- Also known as: Bjarne Liller
- Born: Bjarne Bent Rønne Pedersen 25 September 1935, Vesterbro, Copenhagen, Denmark
- Died: 6 September 1993 (aged 57)
- Genres: Dixieland, jazz, pop music
- Occupation: Singer
- Instrument: Banjo
- Formerly of: Viking Jazz Band

= Bjarne Liller =

Danish musician and singer-songwriter (1935–1993)

Bjarne Bent Rønne Pedersen, known as Bjarne Liller (25 September 1935 – 6 September 1993), was a Danish jazz musician and singer-songwriter.

==Biography==
Liller was born on Vesterbro, Copenhagen. He got his breakthrough as a banjo player and singer in Papa Bue's Viking Jazz Band.

He played with the Viking Jazz Band from 1956–70, and again from 1976-79, and made around 30 records with the band. He was also a successful solo artist, mainly in the pop music genre. He worked with John Mogensen, and got a gold record for selling 100,000 copies of his solo pop hit "Billet mrk./Ensom dame 40 år".

He finished second at the 1979 Dansk Melodi Grand Prix, singing the duet "Alt er skønt" with Grethe Ingmann. Liller received a silver record for 25,000 copies sold of each of his two albums "Man kan ikke gøre for, at man har charme" (1975) and "Livet er skønt" (1976).

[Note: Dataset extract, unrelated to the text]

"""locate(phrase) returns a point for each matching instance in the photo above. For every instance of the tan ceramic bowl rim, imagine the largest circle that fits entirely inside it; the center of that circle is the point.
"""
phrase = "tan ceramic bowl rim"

He appeared in three Danish films; as a singer in "Thorvald og Linda" (1982), and in minor roles in Erik Clausen's films "Den store badedag" (1991) and "De frigjorte" (1993).

Liller credited Kim Larsen and Erik Clausen for re-igniting his passion for music during the last years of his life. He was active until his death in September 1993.

A sold-out benefit concert was held by his former jazz colleagues at the Tivoli Gardens later that month.